Is this not what the Bible tells us to do?
Note: I wrote a follow-up to answer responses here
In as much as we cannot change someone but self, I also believe we can help shape a child or direct them become better children but we have a limit.
So my question or worry is ' to what limit or extent can we enforce'? And what next if after all said and done the brother or sister changes not??????
Yikes! Jack, you lost me at “enforcement”. Our walk is about Jesus! ….and it’s a slow walk sometimes.
Our conversion is to Jesus! We help someone walk closer to Christ by walking with them, ie discipling them, not attempting to enforcing behavior. It takes time and it takes building a relationship with them.
I am currently discipling a young woman (wife and mother). She has made meaningful changes in her life but still has much to learn. She doesn’t yet discern as she needs to.
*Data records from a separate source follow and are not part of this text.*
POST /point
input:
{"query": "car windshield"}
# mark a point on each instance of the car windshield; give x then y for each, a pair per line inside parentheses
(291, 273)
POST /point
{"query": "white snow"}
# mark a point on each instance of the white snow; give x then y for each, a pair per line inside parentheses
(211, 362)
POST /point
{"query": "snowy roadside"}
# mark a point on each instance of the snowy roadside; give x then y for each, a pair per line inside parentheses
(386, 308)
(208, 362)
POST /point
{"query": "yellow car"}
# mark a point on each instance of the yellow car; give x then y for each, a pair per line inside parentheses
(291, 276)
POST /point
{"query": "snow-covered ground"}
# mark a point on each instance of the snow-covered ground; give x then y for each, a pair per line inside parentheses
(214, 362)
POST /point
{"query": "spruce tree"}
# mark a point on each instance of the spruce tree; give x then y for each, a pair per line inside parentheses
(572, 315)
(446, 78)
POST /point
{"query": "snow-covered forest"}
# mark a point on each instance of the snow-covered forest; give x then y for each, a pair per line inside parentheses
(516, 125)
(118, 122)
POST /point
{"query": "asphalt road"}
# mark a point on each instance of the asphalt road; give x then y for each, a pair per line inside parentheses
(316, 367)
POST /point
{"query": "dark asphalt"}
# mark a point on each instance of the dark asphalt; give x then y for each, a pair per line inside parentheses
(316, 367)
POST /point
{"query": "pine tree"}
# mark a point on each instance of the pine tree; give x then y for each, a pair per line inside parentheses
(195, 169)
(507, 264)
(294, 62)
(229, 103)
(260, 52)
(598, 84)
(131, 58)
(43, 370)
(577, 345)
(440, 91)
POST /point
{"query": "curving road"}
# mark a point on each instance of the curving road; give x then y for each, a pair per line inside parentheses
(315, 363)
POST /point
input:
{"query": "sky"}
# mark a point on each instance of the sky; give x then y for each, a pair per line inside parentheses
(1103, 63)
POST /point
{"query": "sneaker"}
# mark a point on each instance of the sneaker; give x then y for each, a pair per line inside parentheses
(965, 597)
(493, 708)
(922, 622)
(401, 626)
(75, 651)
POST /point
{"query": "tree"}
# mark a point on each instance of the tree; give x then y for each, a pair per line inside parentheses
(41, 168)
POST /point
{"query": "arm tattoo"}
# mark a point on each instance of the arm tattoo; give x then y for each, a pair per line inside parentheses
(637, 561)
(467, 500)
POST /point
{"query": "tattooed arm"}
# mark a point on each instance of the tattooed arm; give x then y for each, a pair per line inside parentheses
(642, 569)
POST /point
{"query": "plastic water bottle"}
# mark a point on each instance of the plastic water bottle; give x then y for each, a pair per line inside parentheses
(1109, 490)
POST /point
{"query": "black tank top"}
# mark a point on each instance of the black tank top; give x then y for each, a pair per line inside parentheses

If my husband, an elder, were to present her with a list of behaviors and activities to which she needs to conform, it would push her away from us and, quite possibly, Jesus. Instead she and I spend time in prayer, in the Word, in constant discussions about Jesus. I then SHOW her, with the word and with my own example HOW to then walk within the will of God.
Jack, I hear your frustration. I like so much what you said in Church Reset. In fact, it gave us a voice to the desire for “more”.
I fear we have “converted” a generation (or two) to a building and now are seeing the results….lack of true disciples. But the answer is Jesus!